Multilateral corporate partnerships and market-based approaches have become standard practice.
American corporations began joining with environmental groups to increase sustainability nearly 30 years ago. This trend was still on the horizon in 1986 when I wrote an op-ed for this page describing an emerging style of environmentalism dedicated to problem-solving, market-based approaches, and partnerships.
Now widely known as Third Wave environmentalism, the idea first became a reality in 1990, when McDonald’s teamed up with my organization, the Environmental Defense Fund, to reduce more than 300 million pounds of solid waste by doing away with its foam-clamshell packaging.

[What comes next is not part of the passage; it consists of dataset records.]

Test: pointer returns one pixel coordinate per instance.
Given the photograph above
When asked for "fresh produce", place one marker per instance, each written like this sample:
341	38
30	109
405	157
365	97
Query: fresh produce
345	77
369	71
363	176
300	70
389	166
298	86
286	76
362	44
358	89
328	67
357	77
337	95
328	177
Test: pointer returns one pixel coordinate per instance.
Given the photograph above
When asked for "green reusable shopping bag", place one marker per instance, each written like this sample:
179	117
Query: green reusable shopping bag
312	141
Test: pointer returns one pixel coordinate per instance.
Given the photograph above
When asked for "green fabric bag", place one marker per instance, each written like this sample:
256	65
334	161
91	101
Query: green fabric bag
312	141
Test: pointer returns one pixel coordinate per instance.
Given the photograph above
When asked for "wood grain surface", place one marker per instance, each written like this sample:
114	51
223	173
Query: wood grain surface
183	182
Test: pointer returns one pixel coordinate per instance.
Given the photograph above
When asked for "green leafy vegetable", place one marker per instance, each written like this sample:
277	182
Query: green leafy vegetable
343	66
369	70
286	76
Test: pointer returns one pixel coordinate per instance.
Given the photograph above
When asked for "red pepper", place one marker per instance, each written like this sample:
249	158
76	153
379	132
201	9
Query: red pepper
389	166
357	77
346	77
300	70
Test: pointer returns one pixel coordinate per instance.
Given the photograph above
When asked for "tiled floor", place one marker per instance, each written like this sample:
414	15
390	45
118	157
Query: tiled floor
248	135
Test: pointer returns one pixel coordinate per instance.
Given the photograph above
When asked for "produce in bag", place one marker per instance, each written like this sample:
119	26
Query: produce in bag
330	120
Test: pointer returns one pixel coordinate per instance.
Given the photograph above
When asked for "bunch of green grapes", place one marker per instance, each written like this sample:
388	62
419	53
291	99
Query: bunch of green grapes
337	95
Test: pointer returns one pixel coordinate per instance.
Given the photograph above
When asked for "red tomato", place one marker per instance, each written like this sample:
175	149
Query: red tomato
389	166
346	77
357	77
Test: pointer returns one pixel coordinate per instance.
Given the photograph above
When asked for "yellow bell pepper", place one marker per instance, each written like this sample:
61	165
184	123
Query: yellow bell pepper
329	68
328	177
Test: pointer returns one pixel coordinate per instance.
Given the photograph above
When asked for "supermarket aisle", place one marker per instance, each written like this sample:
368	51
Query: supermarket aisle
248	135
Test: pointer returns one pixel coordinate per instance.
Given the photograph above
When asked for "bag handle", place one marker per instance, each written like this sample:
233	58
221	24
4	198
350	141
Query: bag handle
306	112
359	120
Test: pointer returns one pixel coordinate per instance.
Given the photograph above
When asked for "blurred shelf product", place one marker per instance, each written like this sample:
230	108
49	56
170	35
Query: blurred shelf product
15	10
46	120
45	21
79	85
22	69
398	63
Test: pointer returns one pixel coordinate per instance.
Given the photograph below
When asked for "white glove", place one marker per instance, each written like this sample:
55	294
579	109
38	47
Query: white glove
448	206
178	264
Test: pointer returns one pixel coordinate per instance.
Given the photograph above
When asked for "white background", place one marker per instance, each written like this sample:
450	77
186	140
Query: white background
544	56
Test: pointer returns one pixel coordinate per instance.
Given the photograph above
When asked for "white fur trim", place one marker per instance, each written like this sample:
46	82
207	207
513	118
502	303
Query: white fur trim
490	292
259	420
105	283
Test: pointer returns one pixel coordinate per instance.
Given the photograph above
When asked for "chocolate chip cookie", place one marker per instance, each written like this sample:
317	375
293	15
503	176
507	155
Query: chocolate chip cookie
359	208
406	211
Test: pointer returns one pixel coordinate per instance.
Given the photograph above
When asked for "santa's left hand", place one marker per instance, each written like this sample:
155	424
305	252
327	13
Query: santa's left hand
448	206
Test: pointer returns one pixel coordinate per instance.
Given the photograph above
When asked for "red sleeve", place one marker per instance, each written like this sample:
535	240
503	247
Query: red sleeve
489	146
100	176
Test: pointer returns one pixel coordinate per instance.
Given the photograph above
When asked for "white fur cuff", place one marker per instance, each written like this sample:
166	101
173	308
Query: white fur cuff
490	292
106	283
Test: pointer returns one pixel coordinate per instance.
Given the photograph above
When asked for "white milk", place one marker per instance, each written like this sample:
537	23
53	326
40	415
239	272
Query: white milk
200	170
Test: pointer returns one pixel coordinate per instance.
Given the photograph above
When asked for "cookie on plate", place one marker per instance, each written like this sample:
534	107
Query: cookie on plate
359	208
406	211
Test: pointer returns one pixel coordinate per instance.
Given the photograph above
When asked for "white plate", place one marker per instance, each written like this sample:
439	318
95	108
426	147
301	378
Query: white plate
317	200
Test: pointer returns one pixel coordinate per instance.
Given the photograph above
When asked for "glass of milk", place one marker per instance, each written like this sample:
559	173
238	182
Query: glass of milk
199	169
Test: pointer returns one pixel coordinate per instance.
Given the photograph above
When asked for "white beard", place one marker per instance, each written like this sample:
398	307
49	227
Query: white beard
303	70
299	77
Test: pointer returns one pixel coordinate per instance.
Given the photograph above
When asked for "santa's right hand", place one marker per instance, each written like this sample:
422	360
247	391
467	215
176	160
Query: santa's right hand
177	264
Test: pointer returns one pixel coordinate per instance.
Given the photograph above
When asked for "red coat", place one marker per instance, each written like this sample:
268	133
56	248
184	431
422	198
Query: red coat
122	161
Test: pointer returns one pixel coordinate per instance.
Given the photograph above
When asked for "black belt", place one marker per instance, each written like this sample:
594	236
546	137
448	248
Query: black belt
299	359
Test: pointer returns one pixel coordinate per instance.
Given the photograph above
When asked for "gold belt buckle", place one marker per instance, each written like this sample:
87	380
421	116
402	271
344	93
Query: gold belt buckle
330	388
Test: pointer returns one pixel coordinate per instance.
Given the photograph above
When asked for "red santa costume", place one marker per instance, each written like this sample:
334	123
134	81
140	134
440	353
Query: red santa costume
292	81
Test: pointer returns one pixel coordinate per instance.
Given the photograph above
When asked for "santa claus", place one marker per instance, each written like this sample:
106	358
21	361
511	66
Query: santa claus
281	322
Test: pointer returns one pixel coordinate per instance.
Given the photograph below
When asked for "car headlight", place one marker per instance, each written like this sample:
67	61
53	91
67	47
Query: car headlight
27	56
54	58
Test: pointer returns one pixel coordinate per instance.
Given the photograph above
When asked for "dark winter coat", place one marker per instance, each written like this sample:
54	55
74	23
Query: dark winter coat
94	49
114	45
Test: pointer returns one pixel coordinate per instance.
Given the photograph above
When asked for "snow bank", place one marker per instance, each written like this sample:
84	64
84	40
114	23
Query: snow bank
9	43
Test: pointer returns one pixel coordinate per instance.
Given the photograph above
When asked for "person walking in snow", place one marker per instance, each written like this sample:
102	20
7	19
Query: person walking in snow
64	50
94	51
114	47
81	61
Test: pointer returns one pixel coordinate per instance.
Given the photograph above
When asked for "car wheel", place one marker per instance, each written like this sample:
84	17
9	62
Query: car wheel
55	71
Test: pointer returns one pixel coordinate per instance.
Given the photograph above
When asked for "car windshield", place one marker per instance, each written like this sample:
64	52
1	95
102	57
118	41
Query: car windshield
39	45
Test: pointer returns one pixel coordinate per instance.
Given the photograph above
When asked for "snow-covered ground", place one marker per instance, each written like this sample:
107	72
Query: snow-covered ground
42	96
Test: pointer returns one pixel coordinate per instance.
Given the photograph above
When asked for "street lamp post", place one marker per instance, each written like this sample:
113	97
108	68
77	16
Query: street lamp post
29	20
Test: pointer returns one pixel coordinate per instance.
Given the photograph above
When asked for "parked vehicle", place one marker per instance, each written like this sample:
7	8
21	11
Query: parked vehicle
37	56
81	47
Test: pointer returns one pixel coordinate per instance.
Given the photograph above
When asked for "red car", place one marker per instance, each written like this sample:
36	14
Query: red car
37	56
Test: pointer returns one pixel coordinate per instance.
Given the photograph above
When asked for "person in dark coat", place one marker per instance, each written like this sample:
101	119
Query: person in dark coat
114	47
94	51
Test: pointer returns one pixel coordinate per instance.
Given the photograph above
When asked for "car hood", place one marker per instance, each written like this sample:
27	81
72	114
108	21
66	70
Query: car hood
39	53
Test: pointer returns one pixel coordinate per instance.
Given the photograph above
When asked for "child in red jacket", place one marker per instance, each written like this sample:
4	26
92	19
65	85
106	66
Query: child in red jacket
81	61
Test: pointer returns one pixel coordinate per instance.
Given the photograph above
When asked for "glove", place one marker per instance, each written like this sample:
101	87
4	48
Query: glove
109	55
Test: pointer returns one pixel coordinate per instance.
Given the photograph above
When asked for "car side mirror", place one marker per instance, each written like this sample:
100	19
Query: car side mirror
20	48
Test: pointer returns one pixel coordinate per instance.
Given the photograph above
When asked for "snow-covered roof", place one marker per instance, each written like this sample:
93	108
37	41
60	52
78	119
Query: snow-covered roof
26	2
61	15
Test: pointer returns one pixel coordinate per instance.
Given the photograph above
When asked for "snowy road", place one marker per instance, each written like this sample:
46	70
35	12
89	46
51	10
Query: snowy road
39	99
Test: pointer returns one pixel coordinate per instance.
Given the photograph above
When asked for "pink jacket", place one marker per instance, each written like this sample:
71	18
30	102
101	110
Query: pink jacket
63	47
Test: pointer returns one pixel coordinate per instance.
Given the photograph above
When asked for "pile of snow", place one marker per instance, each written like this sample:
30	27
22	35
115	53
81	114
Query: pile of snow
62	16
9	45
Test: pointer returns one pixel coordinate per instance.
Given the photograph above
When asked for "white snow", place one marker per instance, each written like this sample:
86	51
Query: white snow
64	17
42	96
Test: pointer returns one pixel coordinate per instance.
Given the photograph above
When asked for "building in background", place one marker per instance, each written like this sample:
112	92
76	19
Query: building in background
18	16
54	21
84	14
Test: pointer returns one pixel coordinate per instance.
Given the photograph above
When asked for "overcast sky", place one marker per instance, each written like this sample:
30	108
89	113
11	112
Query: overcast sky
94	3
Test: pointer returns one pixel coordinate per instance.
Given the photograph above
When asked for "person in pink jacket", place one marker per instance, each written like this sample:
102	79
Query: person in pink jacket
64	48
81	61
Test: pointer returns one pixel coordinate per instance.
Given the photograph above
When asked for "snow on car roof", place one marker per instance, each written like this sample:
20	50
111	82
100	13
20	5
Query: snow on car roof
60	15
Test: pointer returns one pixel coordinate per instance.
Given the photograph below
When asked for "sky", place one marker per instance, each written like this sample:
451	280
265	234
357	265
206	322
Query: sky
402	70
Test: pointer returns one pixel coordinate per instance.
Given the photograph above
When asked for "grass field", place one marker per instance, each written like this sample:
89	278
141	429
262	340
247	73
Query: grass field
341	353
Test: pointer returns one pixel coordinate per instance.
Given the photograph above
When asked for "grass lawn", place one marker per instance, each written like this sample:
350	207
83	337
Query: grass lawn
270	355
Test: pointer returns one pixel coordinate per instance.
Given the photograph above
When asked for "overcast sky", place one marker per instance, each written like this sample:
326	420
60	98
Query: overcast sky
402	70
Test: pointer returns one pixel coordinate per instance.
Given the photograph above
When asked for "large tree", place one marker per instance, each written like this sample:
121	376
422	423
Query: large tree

The Third Wave built on the progress of the first two: Teddy Roosevelt-era land conservation, followed by mid-20th-century antipollution laws like the Clean Air Act.
In the 1990s, the advent of reliable pollution monitoring opened the door to flexible Third Wave solutions such as the U.S. cap-and-trade system for sulfur dioxide, which causes forest-killing acid rain. Since 1990, this program has helped reduce coal-plant sulfur-dioxide emissions by more than 90% nationwide.
Market-based approaches and corporate partnerships are standard practice today. Yet too many environmentalists still regard business as the enemy, and vice versa.
That may finally be changing, because an emerging wave of environmental innovation is making these partnerships more productive, and their results more precisely measurable.
Call it the Fourth Wave of environmental progress:
Innovation that gives people new ways to solve environmental problems.